Well ... that is Iowa's gameplan, at least my guess at it. Here is why it will fail. There is no way they will be able to consistantly stop Antonio Pittman with seven. That just will not happen. Iowa's defensive line is the best part of their team, but it's not that good. The Iowa rush defense is a bit pourous and would probably have difficulty stopping the run with eight in the box. I have a feeling we may get to test that theory in the third and fourth quarters.
Also, Brian Robiskie has emerged as a serious threat and it will not be possible to play meaningful defense on all three recievers and get any real pass rush.
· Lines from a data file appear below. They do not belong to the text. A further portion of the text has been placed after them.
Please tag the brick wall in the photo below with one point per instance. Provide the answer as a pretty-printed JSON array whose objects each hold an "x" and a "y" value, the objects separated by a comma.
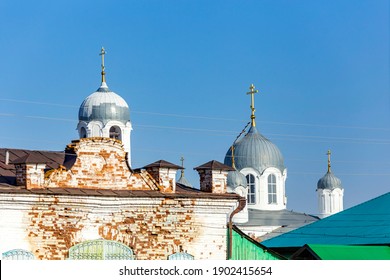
[{"x": 153, "y": 227}]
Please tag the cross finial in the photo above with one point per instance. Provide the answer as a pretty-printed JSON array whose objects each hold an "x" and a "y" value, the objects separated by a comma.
[
  {"x": 252, "y": 93},
  {"x": 329, "y": 153},
  {"x": 182, "y": 165},
  {"x": 102, "y": 53},
  {"x": 233, "y": 160}
]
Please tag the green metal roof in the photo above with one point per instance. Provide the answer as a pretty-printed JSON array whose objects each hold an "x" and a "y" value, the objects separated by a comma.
[
  {"x": 346, "y": 252},
  {"x": 245, "y": 248},
  {"x": 365, "y": 224}
]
Smith is good enough and composed enough to find the open receiver and accurate enough to hit them. I really do not see this as much of a match up.
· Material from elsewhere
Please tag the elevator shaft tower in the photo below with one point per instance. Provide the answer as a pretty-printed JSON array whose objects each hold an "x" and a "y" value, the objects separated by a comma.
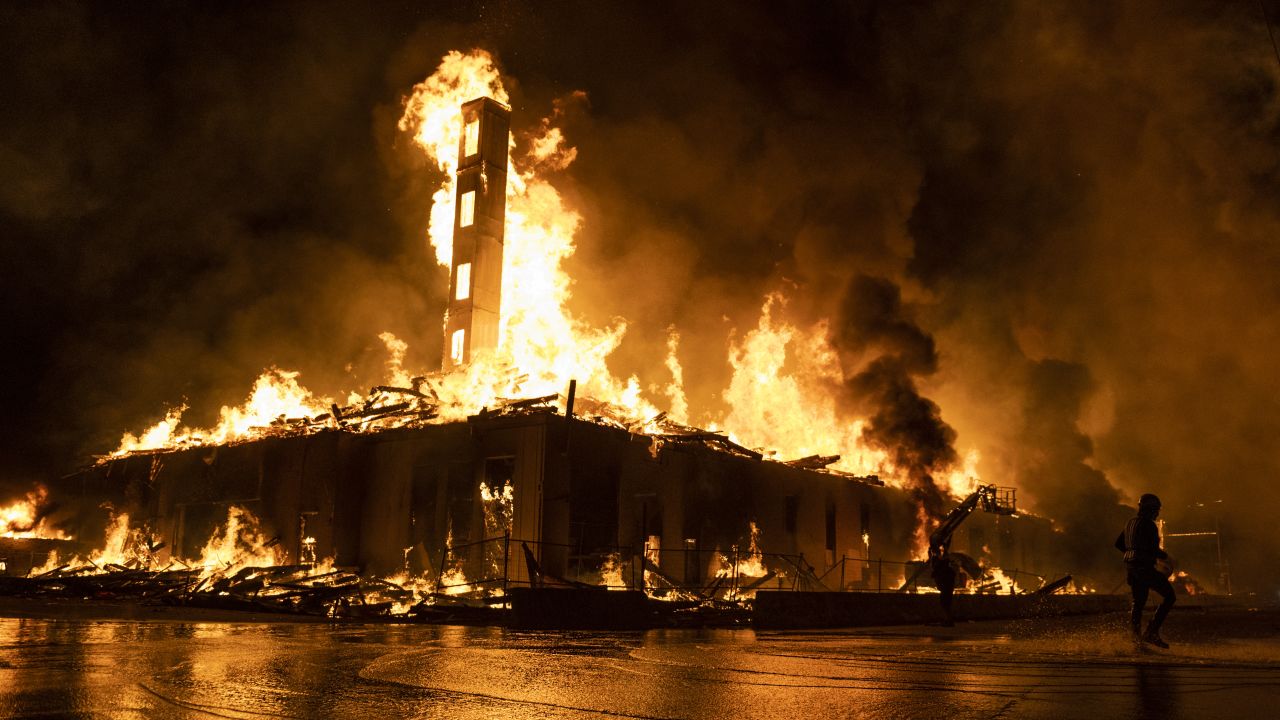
[{"x": 479, "y": 228}]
Ohio State Defense vs. Iowa Offense: Drew Tate is a good quarterback. In 2004 he shredded the Buckeyes secondary for 331 yards, but remember what I said, that was a different Iowa offense and a different Ohio State defense. Tate actually had receivers on that team that could catch the ball and everything! Now he finds himself on an island, forced to play the "dink and dunk" game with his running back and tight end.
The Iowa offensive line is vulnerable up the middle, just like the Cincinnati line that Quinn Pitcock absolutely ruined en route to a three sack game (with two others that were missed). Tate is fast enough to escape and run around, but not if the ends are providing any type of containment.
The Ohio State run defense looked very good against Penn State through three quarters last week, allowing just 65 yards in the first 45 minutes to a good back. The run defense is improving every week and maybe this will be the week that they finally break through and get some national respect. If the front seven can stop the run, this game will not even be close.
Don't be surprised if....
1.) Iowa is held to single digits (pre trash time).
2.) The Ohio State rush defense becomes the talk of the College Gameday wrap show.
3.) The Buckeyes have a double digit lead in the first quarter.
4.) The defensive line (Pitcock and Patterson specifically) has a monster game. (it is important to note that if defensive tackles are making any tackles, that is a monster game).
5.) Drew Tate is statistically unimpressive, he has NO ONE to throw to.
If I were a betting man ...
I was bailed out last week by a couple of late interceptions, but you know what, it is better to be on this side of the cover. I absolutely love the Buckeyes -6.5 in this one. I may have even taken them at -16.5. This game will be nowhere near as close as the pundits would have you believe. I am seriously starting to believe that there is a conspiracy in the media to try to make these games seem closer than they really are to improve ratings.
If you are hell bent on taking Iowa, I will give you one last piece of advice, look at how bad Iowa's schedule has been to this point. None of those teams has come close to preparing them for a good team and frankly, Iowa has not looked good in dispensing of their poor competition. The best team they have played to date is Iowa State, a team that they trailed 14-3 just before the half. That same Iowa State team was pounded one week later by the Texas team that Ohio State decisively beat in Austin. I hate to try to extrapolate too much from one game, but it is pretty clear that Iowa is struggling with mediocre teams at home and on the road.